Terminan otras navidades, que salvo pequeños detalles se parecen mucho a las
de años anteriores, los mismos menús tradicionales, los mismos vinos espumosos franceses,
los mismos mantecados, mazapanes y turrones españoles, los mismos chocolates de
Elgorriaga y dulces de Zuricalday. Amama preparó el mismo cordero de todos los
años comprado en el mercado de Santo Tommás, igual que lo hicieran su madre y
su abuela anteriormente, lehengusiñe trajo el mismo caviar rojo de todos los
años e intento innovar con un queso diferente al igual que el año anterior.
Tampoco varío la decoración, la misma vajilla inglesa de blanca porcelana,
la misma cubertería de plata, las mismas bandejas doradas, las mismas copas de
Svres que reflejaban las luces de la chandeleir del comedor. El mismo mantel
que delicadamente bordaron las clarisas franciscanas de Gernika hace ya más de
cien años.

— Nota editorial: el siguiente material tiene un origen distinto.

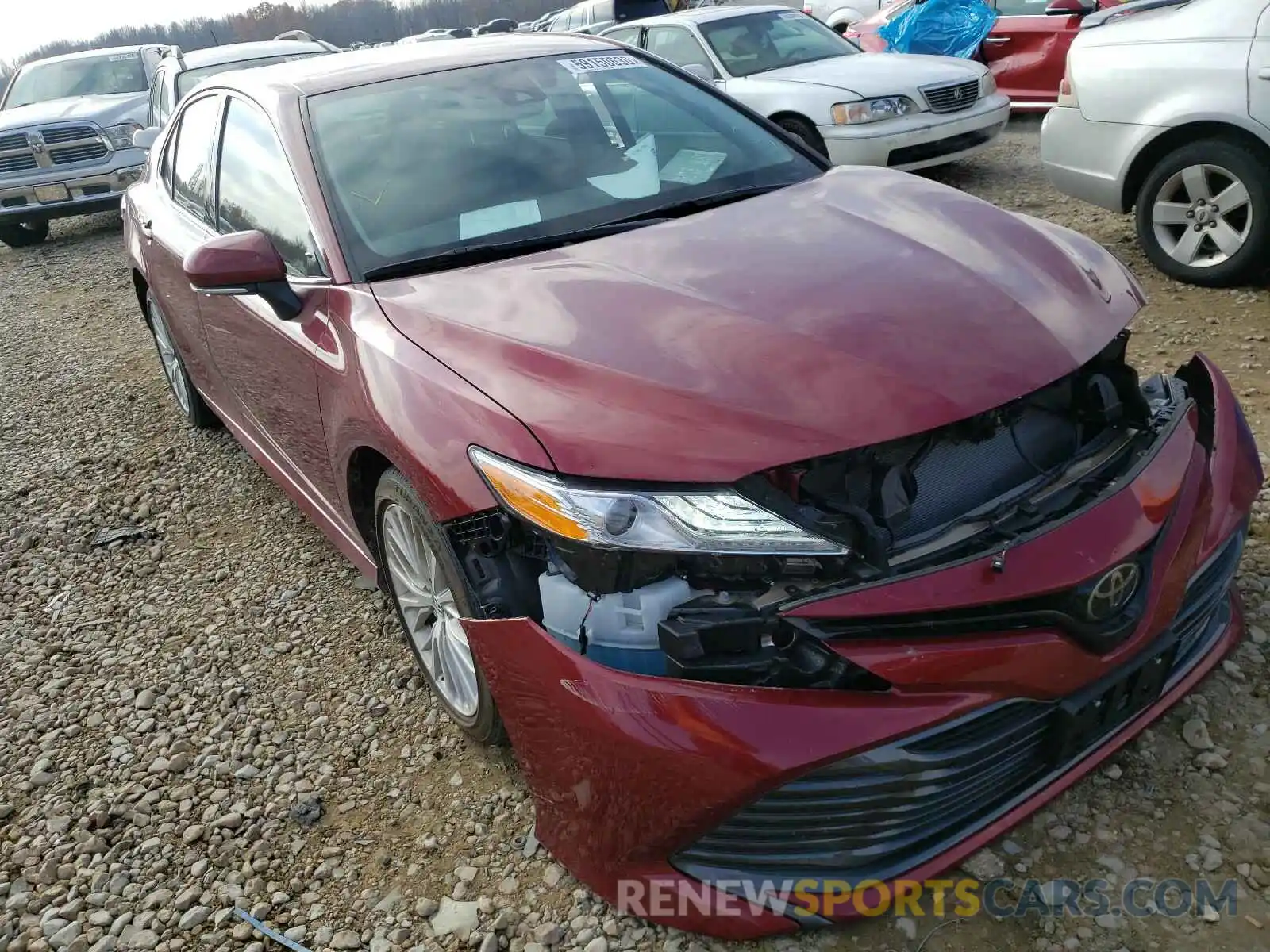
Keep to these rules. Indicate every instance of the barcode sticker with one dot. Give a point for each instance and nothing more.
(581, 65)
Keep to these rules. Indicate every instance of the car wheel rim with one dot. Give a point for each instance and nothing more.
(1202, 216)
(429, 611)
(171, 367)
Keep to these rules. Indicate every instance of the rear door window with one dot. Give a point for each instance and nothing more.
(676, 44)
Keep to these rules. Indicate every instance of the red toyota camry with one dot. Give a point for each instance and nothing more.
(800, 528)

El mismo abeto de navidad, con sus luces y bolas de coloridos
cristales, sus brillantes guirnaldas y sus bellas bolas de nieve.
Y sentado a la mesa, en tan tradicionales fiestas, celebradas como siempre,
como si fueran costumbres inmutables, vinieron a mi memoria las duras imágenes de
desahucios de este último año. Todas esas personas, desprovistas de hogar y de
ingresos, todos esas personas a las que un gobierno cruel pretende dejar sin
Sanidad ni ayudas sociales, todas esas personas a las que les ha robado la
dignidad des proviniéndolas de categoría humana, pues han sido vulnerados sus
más sagrados derechos, como lo eran los mineros de la margen izquierda en los
años de la proveniente industrialización vizcaína.
Las diferencias sociales se vuelven hacer tan visibles como entonces, los
pueblos de la margen izquierda vuelven a acumular los mayores porcentajes de
paro, los estudios universitarios vuelven a ser para los acomodados, los
ingresos en el hospital vuelven a ser lujo de los pocos que pueden hacer frente
a la factura de la cama.
Pero hay una leve diferencia con aquella época si me lo permiten, pues
aquellos mineros no conocían vidas mejores, menos duras e injustas, cómo si las
conocen quienes van despoblando los barrios nuevos de la margen derecha, aquellos
para quienes las crisis ha sido una “cura de humildad” que le ha devuelto a sus
orígenes, esa clase media que para algunos nunca debió existir.
¿Debemos pues volver a esa época? A aquella época en la que se organizaban
barracas y ferias, en las que se montaban puestos de vinos y licores cuyos beneficios
pararían en el Santo Hospital Civil de Basurto o en la Santa Casa de la
Misericordia como ocurría con las corridas de vista alegre, y todo ello para
asegurar la asistencia médica y la educación de los más favorecidos en un
estado que solo era paternalistas con las empras y sus oligárquicos dueños. ¿Deberán
las jóvenes promesas esperar la ayuda de un rico mecenas o filántropo para
poder formarse? Ya ni siquiera las cajas de ahorro ni el Montepío de la mujer
ayudarán a las madres que no pueden sacar adelante a sus hijos, pues una Europa
irreconocible las presiona a desaparecer.
Y pese a todo eso, hay quienes nos mantenemos inmutables en el tiempo, a
veces más arriba, otras veces más abajo, pero siempre allí, brindando con champaña
francés mientras otros no tienen ni siquiera casa para festejar.